Der nordrhein-westfä­li­sche Innen­mi­nis­ter Herbert Reul (CDU) sagte, dass ein Landtags­wahl­kampf viel Kraft und Zeit koste, die Faeser in ihrem Amt nicht aufbrin­gen könne. «Gleich­zei­tig darf das Bundes­in­nen­mi­nis­te­ri­um nicht zur PR-Maschi­ne für die politi­schen Ambitio­nen von Nancy Faeser in Hessen werden.»

Auch die Parla­men­ta­ri­sche Geschäfts­füh­re­rin der Grünen- Bundes­tags­frak­ti­on, Irene Mihalic, gab sich skeptisch. « Das Bundes­in­nen­mi­nis­te­ri­um ist eins der größten Häuser der Bundes­re­gie­rung und braucht die volle Aufmerk­sam­keit», sagte sie dem RND.
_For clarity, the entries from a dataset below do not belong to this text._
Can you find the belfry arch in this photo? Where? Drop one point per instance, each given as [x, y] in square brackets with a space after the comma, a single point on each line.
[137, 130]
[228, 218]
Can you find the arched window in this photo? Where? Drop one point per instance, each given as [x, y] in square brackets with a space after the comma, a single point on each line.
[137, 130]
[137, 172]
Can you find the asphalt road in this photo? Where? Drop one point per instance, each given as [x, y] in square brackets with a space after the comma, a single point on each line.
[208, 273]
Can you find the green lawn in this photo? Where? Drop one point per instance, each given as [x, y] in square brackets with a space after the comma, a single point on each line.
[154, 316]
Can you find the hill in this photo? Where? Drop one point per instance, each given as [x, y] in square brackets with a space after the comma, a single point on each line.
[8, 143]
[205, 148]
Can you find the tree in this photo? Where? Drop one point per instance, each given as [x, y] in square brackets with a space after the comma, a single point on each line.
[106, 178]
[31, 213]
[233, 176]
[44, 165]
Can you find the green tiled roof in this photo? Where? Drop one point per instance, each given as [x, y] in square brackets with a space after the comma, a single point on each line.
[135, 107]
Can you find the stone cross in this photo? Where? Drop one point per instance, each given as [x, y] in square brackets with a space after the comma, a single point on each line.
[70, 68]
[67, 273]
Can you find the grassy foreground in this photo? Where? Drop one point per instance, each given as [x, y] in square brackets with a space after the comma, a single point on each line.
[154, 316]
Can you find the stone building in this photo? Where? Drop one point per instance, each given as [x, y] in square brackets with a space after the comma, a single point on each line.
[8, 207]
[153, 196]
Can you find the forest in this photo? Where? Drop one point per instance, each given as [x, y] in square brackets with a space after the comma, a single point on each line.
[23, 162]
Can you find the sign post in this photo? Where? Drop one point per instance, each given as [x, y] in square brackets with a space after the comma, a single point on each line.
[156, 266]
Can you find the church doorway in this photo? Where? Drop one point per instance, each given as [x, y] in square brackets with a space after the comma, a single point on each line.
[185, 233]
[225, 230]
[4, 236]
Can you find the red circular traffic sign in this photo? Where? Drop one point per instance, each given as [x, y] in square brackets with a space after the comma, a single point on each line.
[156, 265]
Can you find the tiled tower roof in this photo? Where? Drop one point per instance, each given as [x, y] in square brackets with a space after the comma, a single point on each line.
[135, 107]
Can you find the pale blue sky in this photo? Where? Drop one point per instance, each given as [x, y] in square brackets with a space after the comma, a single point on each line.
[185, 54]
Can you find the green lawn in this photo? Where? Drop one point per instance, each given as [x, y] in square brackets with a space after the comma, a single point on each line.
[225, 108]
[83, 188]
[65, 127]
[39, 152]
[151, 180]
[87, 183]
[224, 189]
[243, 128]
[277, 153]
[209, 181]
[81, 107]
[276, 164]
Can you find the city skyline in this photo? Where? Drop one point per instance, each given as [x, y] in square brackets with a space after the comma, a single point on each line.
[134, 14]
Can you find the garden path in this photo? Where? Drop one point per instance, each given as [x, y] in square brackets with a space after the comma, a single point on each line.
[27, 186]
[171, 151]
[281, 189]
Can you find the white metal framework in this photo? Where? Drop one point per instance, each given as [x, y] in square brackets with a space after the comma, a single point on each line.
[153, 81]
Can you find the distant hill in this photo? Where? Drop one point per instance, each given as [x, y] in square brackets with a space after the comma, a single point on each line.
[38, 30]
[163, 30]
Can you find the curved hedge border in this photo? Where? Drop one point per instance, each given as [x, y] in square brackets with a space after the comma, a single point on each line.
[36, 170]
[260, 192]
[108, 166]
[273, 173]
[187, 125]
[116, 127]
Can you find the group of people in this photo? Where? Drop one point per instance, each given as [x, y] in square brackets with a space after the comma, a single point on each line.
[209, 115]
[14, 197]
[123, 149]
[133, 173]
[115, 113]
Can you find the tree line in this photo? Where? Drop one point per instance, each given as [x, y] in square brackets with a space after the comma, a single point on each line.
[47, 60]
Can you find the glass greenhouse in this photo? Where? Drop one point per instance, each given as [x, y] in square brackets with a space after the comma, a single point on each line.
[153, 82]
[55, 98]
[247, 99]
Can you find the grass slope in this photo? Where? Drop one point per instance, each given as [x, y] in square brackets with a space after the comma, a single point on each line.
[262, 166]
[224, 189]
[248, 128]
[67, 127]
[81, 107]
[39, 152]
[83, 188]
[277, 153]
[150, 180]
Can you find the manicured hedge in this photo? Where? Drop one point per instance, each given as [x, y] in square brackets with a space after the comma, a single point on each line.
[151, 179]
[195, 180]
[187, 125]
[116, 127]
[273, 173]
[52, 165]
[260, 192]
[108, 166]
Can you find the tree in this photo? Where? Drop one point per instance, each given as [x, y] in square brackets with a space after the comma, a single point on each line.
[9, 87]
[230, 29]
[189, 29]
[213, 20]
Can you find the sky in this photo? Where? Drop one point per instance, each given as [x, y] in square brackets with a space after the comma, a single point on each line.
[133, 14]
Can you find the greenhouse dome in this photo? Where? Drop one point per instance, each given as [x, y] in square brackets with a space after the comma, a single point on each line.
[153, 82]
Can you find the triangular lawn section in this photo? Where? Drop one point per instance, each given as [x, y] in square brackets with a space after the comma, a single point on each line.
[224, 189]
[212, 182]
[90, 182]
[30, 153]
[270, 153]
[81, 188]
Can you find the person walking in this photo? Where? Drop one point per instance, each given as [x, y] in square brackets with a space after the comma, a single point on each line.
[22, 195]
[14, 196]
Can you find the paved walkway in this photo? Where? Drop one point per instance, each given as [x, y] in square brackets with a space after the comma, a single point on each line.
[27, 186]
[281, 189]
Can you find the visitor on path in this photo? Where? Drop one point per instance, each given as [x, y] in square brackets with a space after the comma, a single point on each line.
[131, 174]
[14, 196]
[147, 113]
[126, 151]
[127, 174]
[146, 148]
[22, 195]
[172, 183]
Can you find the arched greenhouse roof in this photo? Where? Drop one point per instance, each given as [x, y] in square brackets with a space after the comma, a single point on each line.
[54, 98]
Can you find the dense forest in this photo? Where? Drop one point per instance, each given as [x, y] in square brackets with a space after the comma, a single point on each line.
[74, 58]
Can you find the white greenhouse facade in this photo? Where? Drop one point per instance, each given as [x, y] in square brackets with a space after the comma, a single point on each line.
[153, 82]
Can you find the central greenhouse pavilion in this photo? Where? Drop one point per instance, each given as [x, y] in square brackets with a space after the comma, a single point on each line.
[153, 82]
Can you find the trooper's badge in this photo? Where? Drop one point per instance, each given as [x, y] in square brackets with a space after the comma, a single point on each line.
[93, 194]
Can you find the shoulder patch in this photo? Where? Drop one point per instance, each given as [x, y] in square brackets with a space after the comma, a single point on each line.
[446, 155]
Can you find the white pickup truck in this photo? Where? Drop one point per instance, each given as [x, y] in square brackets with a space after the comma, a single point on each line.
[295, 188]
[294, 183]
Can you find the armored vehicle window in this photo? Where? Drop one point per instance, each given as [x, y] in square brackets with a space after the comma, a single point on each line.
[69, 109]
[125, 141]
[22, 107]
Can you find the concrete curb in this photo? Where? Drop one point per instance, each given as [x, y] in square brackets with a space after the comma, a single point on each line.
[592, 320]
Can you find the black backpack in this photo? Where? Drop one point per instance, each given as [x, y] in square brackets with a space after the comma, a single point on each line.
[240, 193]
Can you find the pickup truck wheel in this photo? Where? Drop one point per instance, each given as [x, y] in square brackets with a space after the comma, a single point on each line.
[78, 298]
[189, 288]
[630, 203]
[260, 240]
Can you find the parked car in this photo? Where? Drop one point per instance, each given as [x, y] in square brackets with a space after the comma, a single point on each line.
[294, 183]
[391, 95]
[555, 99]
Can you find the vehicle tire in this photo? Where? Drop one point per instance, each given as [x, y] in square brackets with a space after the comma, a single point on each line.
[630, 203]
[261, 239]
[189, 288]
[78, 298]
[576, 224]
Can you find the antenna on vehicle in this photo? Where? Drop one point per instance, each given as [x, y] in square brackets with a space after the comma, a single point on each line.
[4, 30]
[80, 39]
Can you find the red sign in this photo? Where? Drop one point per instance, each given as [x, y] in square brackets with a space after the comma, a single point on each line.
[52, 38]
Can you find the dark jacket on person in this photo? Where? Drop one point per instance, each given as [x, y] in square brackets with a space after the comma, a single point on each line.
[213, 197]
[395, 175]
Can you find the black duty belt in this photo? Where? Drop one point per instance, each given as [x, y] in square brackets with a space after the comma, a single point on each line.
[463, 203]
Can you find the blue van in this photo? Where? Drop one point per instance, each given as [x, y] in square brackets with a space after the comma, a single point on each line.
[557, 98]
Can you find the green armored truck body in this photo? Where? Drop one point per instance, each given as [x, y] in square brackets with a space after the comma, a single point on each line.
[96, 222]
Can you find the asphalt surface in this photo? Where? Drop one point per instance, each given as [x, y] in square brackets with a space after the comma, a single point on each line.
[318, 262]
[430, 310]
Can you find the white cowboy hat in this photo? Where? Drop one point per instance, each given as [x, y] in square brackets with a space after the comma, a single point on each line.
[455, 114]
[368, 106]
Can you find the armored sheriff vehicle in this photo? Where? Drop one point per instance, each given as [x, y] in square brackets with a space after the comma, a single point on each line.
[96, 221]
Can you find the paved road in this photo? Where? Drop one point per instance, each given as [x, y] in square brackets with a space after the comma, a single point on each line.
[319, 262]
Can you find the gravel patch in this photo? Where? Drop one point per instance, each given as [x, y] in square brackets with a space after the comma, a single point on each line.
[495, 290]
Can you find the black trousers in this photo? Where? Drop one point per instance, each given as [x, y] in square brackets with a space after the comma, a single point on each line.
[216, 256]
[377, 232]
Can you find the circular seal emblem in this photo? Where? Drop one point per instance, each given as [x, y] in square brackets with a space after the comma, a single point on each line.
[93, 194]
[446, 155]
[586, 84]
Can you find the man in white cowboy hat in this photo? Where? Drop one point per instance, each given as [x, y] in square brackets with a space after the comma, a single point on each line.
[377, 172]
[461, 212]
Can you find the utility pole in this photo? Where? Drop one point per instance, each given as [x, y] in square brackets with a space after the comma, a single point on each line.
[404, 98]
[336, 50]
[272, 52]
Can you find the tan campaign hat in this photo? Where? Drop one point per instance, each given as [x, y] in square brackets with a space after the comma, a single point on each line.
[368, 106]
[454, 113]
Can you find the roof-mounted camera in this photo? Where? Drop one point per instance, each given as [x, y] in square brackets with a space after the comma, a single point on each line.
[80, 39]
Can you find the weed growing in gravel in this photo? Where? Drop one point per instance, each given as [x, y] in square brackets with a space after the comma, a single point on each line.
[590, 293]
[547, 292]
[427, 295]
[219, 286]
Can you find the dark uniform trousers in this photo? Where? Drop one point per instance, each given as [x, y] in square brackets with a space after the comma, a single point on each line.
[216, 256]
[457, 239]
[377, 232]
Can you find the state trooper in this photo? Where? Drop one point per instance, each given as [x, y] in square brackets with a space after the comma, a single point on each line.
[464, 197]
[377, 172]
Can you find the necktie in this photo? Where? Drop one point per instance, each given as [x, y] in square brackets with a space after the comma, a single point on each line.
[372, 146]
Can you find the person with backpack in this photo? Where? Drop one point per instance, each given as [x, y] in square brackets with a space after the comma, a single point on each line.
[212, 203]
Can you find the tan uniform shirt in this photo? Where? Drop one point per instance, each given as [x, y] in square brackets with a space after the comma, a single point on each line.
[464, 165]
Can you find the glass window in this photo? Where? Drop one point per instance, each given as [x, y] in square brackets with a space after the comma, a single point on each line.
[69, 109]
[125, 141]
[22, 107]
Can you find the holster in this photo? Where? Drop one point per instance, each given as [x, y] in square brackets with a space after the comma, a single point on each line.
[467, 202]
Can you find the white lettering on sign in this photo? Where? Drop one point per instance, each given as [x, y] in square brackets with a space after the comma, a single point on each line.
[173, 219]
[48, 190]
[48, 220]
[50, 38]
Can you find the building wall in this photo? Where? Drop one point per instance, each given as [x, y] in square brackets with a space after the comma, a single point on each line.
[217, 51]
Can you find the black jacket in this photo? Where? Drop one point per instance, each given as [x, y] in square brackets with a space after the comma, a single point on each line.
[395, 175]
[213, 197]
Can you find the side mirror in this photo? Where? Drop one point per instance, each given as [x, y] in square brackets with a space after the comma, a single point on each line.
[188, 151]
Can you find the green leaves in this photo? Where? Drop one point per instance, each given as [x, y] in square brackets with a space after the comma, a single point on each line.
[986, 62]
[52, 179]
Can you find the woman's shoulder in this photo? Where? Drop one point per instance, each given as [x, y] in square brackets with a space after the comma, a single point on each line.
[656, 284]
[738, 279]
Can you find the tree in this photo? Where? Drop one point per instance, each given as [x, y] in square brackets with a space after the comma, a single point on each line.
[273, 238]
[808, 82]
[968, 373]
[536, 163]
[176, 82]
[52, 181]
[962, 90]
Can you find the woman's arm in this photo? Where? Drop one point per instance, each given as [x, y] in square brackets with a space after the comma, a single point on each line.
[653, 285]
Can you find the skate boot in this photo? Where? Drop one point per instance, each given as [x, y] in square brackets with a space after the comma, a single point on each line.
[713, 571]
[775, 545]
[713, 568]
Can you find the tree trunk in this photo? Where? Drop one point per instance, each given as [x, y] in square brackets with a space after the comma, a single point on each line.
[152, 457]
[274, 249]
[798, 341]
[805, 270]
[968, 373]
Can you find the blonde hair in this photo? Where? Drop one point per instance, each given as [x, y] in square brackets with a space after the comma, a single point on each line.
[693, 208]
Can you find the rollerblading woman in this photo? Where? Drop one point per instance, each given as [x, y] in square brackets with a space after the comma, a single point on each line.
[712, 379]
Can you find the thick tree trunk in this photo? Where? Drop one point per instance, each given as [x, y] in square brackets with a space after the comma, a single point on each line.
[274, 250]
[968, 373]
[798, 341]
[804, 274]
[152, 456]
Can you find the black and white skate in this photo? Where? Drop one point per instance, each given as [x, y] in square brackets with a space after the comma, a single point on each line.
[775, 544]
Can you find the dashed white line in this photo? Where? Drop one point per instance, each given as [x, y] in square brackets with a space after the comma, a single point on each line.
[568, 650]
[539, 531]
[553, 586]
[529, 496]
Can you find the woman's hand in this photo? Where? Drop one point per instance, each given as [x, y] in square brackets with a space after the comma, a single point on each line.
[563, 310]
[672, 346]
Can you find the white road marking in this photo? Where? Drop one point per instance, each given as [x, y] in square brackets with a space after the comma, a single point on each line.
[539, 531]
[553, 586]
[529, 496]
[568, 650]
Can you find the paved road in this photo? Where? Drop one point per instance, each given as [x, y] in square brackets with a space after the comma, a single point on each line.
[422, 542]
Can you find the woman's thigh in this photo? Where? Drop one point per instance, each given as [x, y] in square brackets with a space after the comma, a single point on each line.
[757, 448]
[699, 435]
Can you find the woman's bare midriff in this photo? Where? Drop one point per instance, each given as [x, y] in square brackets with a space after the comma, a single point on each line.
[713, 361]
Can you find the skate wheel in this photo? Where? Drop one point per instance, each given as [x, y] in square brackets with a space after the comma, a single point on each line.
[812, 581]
Beim heuti­gen Hessen­gip­fel ist ein öffent­li­ches State­ment der Partei zur Spitzen­kan­di­da­tur geplant. Als Gäste werden bei dem Treffen am Freitag auch die Minis­ter­prä­si­den­tin­nen aus Rhein­land-Pfalz und dem Saarland, Malu Dreyer und Anke Rehlin­ger (beide SPD), erwar­tet. Am darauf­fol­gen­den Tag wollen die hessi­schen Sozial­de­mo­kra­ten dann hinter verschlos­se­nen Türen über ihre Schwer­punk­te für den Landtags­wahl­kampf diskutieren.